9. Das babylonische Exil und die Heimkehr
Nebukadnezar veranlasste die Deportation der Oberschicht und der städtischen Eliten nach Mesopotamien. Man sprach rückblickend von einer Exilierung aller Judäer, ja des Volkes Israel überhaupt, und maß dem Ereignis paradigmatische heilsgeschichtliche Bedeutung zu. Auf Grund der herrschenden Geschichtsauffassung sollte auf diese bislang größte Katastrophe eine Heilswende folgen. Gerade seit damals verkündete man darum den Gott Israels auch als den einzigen Gott und Schöpfer schlechthin.
Eine Jobelperiode (49 Jahre) dauerte es, bis der Perserkönig Kyros (538 v.Chr.) die Heimkehr der Exilierten und den Wiederaufbau des Tempels zu Jerusalem gestattete, und 70 Jahre zählte man von der Tempelzerstörung bis zur Weihe des Zweiten Tempels (517/6 v.Chr.), symbolträchtige Zahlen, die zu spekulativen Berechnungen anregten, insbesondere zur Rechnung mit Geschichtsperioden zu 490 Jahren. Das Ende des Exils wurde als Heimkehr des ganzen Volkes dargestellt, als eine Art zweiter Exodus, und als Beginn einer neuen Ära, vor allem aber als Triumph der Macht des Gottes Israels (Jes 40 ff).

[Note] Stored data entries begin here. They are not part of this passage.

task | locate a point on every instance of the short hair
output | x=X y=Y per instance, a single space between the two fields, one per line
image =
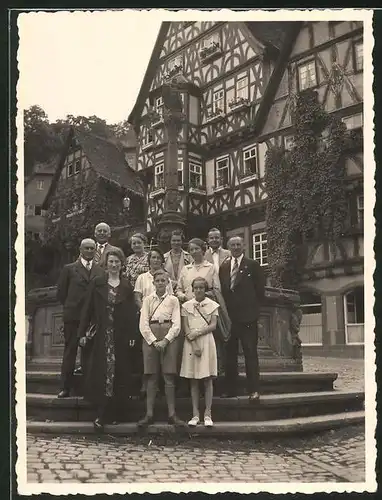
x=236 y=236
x=87 y=240
x=177 y=232
x=117 y=252
x=158 y=251
x=201 y=280
x=200 y=243
x=158 y=272
x=140 y=236
x=214 y=230
x=102 y=224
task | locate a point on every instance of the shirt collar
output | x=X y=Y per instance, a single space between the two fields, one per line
x=239 y=259
x=85 y=262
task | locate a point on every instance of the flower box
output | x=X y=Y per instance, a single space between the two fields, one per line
x=248 y=177
x=197 y=190
x=157 y=191
x=237 y=104
x=215 y=116
x=208 y=53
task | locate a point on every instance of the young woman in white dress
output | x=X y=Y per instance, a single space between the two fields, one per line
x=199 y=359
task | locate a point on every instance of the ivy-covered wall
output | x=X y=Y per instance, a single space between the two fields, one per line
x=306 y=188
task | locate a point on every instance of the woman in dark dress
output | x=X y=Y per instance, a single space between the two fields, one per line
x=111 y=310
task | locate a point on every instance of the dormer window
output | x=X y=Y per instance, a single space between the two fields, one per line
x=175 y=66
x=307 y=75
x=210 y=47
x=159 y=105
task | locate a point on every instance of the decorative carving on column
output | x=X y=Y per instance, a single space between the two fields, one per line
x=173 y=118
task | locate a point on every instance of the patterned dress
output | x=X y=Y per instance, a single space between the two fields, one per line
x=135 y=266
x=110 y=341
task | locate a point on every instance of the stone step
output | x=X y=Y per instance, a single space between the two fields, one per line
x=270 y=407
x=48 y=382
x=268 y=363
x=231 y=430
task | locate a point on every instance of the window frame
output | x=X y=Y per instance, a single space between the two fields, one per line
x=156 y=173
x=356 y=44
x=248 y=149
x=217 y=170
x=192 y=167
x=214 y=101
x=306 y=63
x=260 y=243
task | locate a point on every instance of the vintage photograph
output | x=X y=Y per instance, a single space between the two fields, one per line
x=194 y=309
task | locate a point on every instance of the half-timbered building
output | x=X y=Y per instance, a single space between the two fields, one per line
x=239 y=82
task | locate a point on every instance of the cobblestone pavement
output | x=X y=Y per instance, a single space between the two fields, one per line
x=333 y=456
x=350 y=371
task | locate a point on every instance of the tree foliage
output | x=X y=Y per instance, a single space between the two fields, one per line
x=306 y=189
x=43 y=140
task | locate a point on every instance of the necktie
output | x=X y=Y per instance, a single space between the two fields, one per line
x=234 y=272
x=97 y=256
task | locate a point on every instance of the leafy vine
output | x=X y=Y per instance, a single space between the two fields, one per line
x=306 y=189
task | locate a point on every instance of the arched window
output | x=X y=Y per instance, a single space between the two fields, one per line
x=354 y=308
x=311 y=323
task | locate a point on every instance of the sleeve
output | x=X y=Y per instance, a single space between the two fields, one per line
x=259 y=281
x=63 y=285
x=215 y=280
x=139 y=285
x=175 y=327
x=180 y=287
x=144 y=326
x=87 y=311
x=170 y=289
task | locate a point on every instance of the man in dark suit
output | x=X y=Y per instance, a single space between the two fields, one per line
x=215 y=253
x=102 y=235
x=243 y=288
x=72 y=287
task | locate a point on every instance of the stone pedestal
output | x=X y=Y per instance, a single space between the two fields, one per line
x=279 y=344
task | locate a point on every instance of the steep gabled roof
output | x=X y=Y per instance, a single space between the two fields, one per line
x=105 y=157
x=271 y=34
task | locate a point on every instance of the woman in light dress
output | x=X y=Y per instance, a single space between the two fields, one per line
x=199 y=358
x=144 y=285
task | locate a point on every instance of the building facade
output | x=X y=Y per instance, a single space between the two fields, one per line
x=239 y=83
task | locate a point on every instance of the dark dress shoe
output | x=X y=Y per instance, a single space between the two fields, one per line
x=98 y=425
x=254 y=397
x=174 y=420
x=228 y=395
x=65 y=393
x=146 y=421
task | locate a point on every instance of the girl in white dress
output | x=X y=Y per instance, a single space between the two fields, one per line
x=199 y=360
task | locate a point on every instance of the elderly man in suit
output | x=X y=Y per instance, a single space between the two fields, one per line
x=176 y=258
x=72 y=288
x=243 y=288
x=102 y=235
x=215 y=253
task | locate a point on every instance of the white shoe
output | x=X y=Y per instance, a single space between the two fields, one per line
x=208 y=422
x=194 y=422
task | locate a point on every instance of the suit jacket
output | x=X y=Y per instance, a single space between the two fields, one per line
x=223 y=255
x=185 y=259
x=244 y=301
x=102 y=261
x=125 y=328
x=72 y=287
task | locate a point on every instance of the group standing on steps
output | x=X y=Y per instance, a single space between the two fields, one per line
x=180 y=314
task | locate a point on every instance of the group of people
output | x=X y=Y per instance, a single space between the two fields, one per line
x=173 y=314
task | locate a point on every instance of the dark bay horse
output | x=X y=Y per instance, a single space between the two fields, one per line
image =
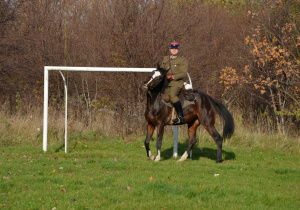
x=203 y=111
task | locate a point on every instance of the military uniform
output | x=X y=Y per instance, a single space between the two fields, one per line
x=176 y=66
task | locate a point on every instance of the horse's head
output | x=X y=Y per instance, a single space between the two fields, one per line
x=156 y=79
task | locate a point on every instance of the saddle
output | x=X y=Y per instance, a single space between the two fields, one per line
x=186 y=92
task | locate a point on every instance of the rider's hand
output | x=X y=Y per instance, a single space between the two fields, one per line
x=170 y=77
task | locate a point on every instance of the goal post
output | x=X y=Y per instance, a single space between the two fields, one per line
x=85 y=69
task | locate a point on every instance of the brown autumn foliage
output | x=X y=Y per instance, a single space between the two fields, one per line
x=130 y=33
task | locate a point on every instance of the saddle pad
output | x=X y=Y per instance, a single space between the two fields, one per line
x=185 y=103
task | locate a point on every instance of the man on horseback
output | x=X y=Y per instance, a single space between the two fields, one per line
x=177 y=67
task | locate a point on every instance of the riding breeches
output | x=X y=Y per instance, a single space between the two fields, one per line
x=173 y=93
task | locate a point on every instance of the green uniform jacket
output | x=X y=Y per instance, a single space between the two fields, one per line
x=179 y=69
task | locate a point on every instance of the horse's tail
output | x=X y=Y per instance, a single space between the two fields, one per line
x=228 y=128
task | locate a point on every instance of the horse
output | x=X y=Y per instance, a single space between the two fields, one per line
x=202 y=111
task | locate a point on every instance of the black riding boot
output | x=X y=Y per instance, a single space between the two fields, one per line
x=180 y=118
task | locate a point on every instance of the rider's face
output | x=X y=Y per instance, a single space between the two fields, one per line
x=174 y=51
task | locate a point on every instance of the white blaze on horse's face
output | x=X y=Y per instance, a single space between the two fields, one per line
x=156 y=74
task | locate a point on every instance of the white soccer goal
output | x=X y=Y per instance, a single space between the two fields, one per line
x=85 y=69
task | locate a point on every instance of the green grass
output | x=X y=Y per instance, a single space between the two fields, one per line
x=109 y=173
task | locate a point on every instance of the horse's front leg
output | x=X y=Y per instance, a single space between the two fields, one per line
x=150 y=130
x=160 y=134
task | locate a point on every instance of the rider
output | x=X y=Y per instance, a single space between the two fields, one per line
x=177 y=67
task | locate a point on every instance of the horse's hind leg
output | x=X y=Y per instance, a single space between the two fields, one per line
x=218 y=139
x=150 y=130
x=192 y=139
x=160 y=133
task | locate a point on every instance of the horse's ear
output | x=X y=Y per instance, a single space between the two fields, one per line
x=157 y=66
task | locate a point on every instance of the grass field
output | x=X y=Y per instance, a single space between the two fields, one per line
x=110 y=173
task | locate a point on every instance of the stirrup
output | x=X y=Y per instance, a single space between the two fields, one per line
x=177 y=121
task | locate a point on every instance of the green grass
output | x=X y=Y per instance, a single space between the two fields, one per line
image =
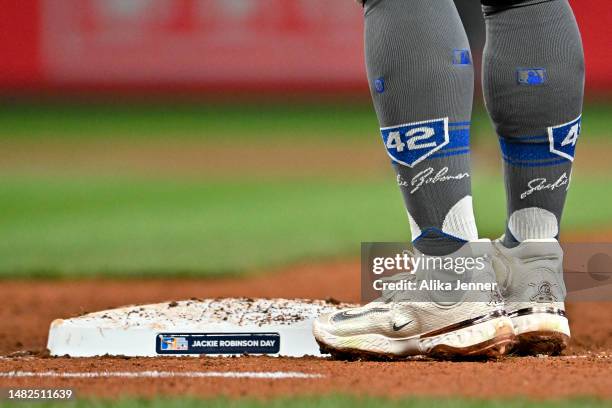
x=226 y=122
x=55 y=226
x=318 y=402
x=142 y=227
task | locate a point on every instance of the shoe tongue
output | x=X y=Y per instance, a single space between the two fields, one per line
x=537 y=249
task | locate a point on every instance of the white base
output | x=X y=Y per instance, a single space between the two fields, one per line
x=134 y=331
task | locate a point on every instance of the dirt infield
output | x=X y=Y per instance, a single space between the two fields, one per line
x=29 y=307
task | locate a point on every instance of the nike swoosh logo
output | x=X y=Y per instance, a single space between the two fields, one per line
x=398 y=328
x=345 y=315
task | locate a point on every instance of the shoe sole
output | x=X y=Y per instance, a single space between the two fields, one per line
x=540 y=333
x=488 y=337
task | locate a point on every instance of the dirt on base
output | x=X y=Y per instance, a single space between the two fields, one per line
x=29 y=307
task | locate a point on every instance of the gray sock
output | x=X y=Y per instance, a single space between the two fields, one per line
x=533 y=80
x=421 y=79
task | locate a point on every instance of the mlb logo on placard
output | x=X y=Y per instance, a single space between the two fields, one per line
x=563 y=138
x=531 y=76
x=174 y=343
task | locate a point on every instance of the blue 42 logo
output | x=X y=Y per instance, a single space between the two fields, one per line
x=563 y=138
x=412 y=143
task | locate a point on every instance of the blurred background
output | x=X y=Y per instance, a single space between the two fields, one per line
x=215 y=137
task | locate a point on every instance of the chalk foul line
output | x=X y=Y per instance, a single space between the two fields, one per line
x=266 y=375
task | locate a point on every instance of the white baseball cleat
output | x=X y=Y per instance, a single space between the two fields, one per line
x=530 y=278
x=424 y=323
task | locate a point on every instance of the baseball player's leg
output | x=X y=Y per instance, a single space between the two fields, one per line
x=421 y=78
x=533 y=79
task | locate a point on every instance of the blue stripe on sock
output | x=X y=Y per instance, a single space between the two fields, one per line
x=521 y=154
x=438 y=232
x=455 y=124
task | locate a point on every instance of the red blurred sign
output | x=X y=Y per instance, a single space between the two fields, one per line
x=202 y=41
x=266 y=44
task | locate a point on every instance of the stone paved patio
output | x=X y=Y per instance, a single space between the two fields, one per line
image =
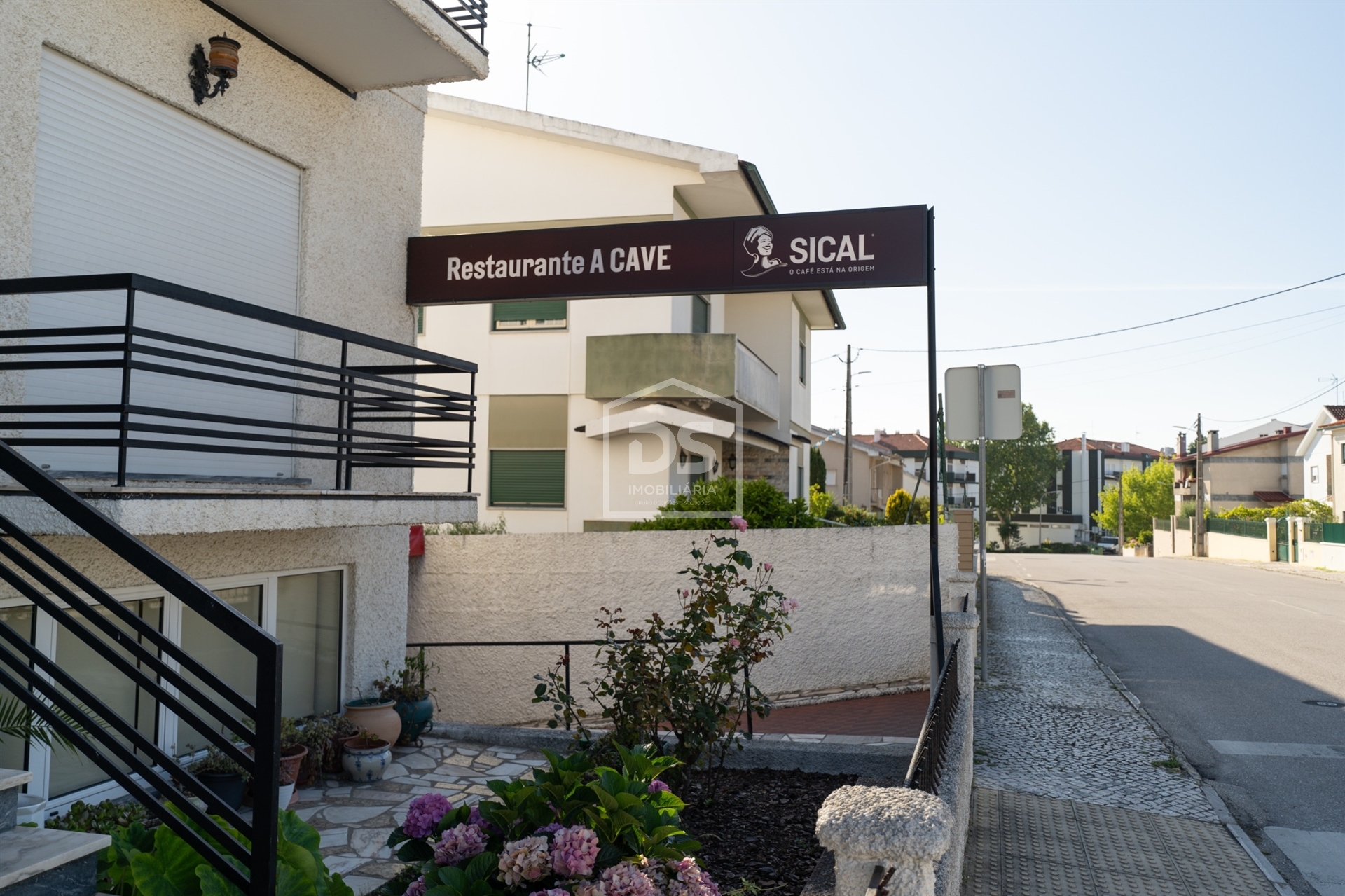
x=354 y=820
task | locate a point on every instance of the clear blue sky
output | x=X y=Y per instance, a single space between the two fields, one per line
x=1093 y=166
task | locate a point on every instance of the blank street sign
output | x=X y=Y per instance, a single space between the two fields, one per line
x=1004 y=403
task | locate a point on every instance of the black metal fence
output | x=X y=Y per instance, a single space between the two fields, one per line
x=565 y=661
x=142 y=654
x=470 y=17
x=931 y=748
x=365 y=415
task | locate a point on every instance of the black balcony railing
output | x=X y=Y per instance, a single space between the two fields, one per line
x=470 y=17
x=139 y=654
x=931 y=748
x=359 y=409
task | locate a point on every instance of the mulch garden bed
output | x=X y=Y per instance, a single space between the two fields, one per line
x=757 y=827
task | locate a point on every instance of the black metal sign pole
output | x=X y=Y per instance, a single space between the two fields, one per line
x=935 y=596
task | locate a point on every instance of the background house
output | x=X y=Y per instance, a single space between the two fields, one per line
x=557 y=428
x=1250 y=469
x=1323 y=451
x=294 y=193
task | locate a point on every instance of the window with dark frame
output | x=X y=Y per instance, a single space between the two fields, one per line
x=700 y=314
x=529 y=315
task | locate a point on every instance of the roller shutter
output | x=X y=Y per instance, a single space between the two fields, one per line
x=128 y=184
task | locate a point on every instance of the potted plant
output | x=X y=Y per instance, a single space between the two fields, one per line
x=412 y=700
x=366 y=757
x=377 y=715
x=223 y=777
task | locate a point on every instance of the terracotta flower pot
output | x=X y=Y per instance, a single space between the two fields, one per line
x=375 y=716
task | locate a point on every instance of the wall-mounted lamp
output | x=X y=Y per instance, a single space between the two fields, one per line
x=222 y=64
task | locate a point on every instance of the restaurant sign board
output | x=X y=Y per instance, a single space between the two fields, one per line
x=761 y=253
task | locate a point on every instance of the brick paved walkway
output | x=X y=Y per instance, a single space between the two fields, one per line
x=1068 y=798
x=891 y=715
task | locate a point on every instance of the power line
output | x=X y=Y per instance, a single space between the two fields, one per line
x=1109 y=333
x=1276 y=413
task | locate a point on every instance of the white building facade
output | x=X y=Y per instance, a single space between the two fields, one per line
x=269 y=217
x=580 y=400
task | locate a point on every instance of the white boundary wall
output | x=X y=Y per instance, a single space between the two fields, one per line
x=862 y=619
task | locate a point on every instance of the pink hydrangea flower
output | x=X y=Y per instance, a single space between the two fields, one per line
x=688 y=878
x=626 y=878
x=459 y=844
x=574 y=852
x=424 y=813
x=526 y=860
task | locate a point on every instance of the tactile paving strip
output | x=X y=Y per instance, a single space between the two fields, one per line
x=1026 y=845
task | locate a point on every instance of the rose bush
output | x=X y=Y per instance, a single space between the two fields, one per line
x=573 y=830
x=687 y=676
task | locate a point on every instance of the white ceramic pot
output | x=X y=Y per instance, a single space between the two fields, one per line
x=32 y=809
x=368 y=763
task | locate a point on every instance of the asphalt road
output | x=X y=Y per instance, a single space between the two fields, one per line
x=1225 y=657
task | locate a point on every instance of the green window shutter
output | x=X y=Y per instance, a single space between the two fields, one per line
x=700 y=315
x=527 y=478
x=529 y=311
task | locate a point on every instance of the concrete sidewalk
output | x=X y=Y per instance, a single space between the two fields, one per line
x=1075 y=790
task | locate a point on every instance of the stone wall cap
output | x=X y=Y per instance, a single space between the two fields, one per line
x=884 y=824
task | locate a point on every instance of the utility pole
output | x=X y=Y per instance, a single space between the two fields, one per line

10. Die Zeit des Zweiten Tempels
10.1 Babylonier, Perser und Griechen
Die Restauration des Tempelkults unter der toleranten persischen Herrschaft hatte eine derart massive Privilegierung des Kultpersonals und eine dementsprechende Ausweitung des Kultbetriebs zur Folge, dass diese neue Situation auch in die Vergangenheit zurückprojiziert und auf diese Weise gerechtfertigt wurde. Sie erschien nun teils im Rahmen der Kultstiftung am Sinai, teils als Verfügung des Königs Davids auf Basis der Torah. Ansonsten hatten Daten der persischen Periode außer dem Kyros-Edikt von 538 v.Chr. und der Tempelweihe von 517/16 wenig heilsgeschichtstheologische Nachwirkungen. Im Nachhinein, nach negativen Erfahrungen unter hellenistischer Herrschaft, wurde aber auch das persische Weltreich mit einem großen Makel behaftet. Die Esther-Erzählung setzt eine Bedrohung der Existenz Israels in Persien voraus, verursacht durch den bösen Haman, einen Agag-Nachkommen, also einen Amalekiter. Und die Rettung erfolgt durch Mordekaj und die jüdische Königin Esther, gefolgt von der Vernichtung der Feinde. Man gedenkt dieser sagenhaften ersten großen Judenverfolgung und Rettung am Purimfest. Ansonsten wird in der jüdischen Überlieferung das Perserreich durchaus positiv bewertet, die Perser gelten wie die Griechen als Nachkommen des Noah-Sohnes Jafet.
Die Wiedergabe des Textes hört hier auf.